SOME DAYS, AS SHE WRAPS UP THE LAST SIX MONTHS of her UBC family practice residency training, Dr. Emma Garson discovers nuggets of her family history from certain patients.
Dr. Garson was born in and grew up in Kamloops, a city of approximately 90,000 residents in BC’s Thompson-Okanagan region. After earning her medical degree from the Southern Medical Program (SMP) based at UBC Okanagan, Dr. Garson is now completing her two-year residency in her beloved hometown. She splits her time between practicing and learning at Aberdeen Medical Centre and Royal Inland Hospital.
“There’s not a ton of Garsons in town,” she says. Occasionally a new patient noticing her last name shares stories about her kin, including her father Bruce who passed away in 2013. “So I pick up my own family history just by practising here.”

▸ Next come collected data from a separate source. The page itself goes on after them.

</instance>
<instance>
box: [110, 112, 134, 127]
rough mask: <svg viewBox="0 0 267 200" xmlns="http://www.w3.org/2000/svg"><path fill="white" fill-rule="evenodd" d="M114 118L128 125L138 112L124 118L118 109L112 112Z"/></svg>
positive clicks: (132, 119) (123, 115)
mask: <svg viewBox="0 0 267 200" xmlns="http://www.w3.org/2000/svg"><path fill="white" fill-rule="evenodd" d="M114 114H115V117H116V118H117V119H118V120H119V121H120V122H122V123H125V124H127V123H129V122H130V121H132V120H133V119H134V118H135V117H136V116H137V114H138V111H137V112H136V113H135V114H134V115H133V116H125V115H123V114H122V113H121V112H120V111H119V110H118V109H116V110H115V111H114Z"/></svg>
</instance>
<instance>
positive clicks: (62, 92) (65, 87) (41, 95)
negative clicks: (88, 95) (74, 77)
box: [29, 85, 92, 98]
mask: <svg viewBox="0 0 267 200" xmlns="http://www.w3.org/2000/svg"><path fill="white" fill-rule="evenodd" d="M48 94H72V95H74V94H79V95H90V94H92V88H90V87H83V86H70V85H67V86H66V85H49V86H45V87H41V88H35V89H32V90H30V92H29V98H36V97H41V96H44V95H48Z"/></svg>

Dr. Garson didn’t come from a medical family. Her mother worked in IT at Thompson Rivers University, while her dad — a jack-of-all-trades — was a semi-pro hockey player, a cop and worked in the restaurant industry. Yet no one who knew Dr. Garson growing up in Kamloops would be particularly surprised that, by the end of this year, she’ll be a licensed physician.
“If you asked my mom she would definitely say I was a nurturing child,” laughs Dr. Garson. With friends growing up, “I would be like the mom of the group. I liked that role and I like looking after people.”
At 16 the idea of pursuing medicine began to tug at her. When her grandmother, who lived nearby, had a tumour removed, Dr. Garson moved in with her for nearly a month to help her recover. When her father’s health declined due to Alzheimer’s, she helped look after him as well.
For Dr. Garson, community has long been important. “I’ve never been one that’s needed to see the sights or travel around the world, or be in a big city,” she explains.
When exploring options for medical school, the SMP appealed to Dr. Garson because of its smaller classes and links to clinical training partners in the Kamloops region. The SMP, she says, delivered on her desire for a sense of community that she feared would be missing at a larger university.
Every year, UBC admits 288 new students to its undergraduate medical program. The bulk attend the university’s Vancouver campus, but the remainder — 32 students per region — attend satellite programs at the University of Victoria, the University of Northern British Columbia and UBCO. Established at UBCO in 2011, the SMP was designed to help medical students “meet the health-care challenges of tomorrow,” and serve the needs of communities throughout the Interior Health region.
“As a medical student in a smaller community,” explains Dr. Garson, “if you’re interested in being a surgeon in the future, there’s lots of opportunity to be a first assist. You might be driving the camera, so the surgeon can see what they’re doing, or retracting skin. You can really be part of the action.
“In the clinic in our community,” she continues, “I do minor procedures independently. I’ll do a skin biopsy on my own or an IUD insertion for contraceptive management. So I get to do some procedural things which I enjoy. It’s not necessarily everybody’s cup of tea. But certainly, at our site and just the smaller sites in general, there’s lots of opportunity to be hands-on.”
Now, as a family medicine resident close to achieving her dream of being a full-fledged physician, Dr. Garson currently rotates between the Aberdeen Clinic and Royal Inland Hospital. She’s getting a taste of many medical specialties including surgery, internal medicine, emergency medicine, psychiatry and obstetrics.
As she started transitioning from medical school to residency, Dr. Garson was more supervised at first. Now, doing full-care family practice at Aberdeen, she has more autonomy. “If I’m not confident about something, I can pick the brain of my preceptor [medical supervisor] and run my plans by her.”
By nature, Dr. Garson describes herself as someone with a generalist personality and as a “fixer.” Those traits dovetail nicely with family medicine, which demands competence in a variety of medical skill sets. Tailoring her future practice to the needs of Kamloops, she sees a strong possibility that she will focus on palliative care.
“I like doing longitudinal care. You get to know your patients well. You see them through the good, the bad and everything in between. To me, that’s a privilege.”
Recently married, Dr. Garson was so confident in her opportunities to practice medicine in her hometown after her SMP education that she and her husband bought a home. “There’s such a shortage of family doctors here in Kamloops and BC in general. So there’s value in me staying here.”
An avid golfer like her partner — there are seven courses in Kamloops — Dr. Garson looks forward to the work-life balance a medical career in Kamloops offers. Since buying her home, she’s been laying down a new floor and doing other renovations.
And, as a “fixer” at heart, she looks forward to a life-long career in Kamloops where she’ll also have the opportunity to repair the health of those in her community.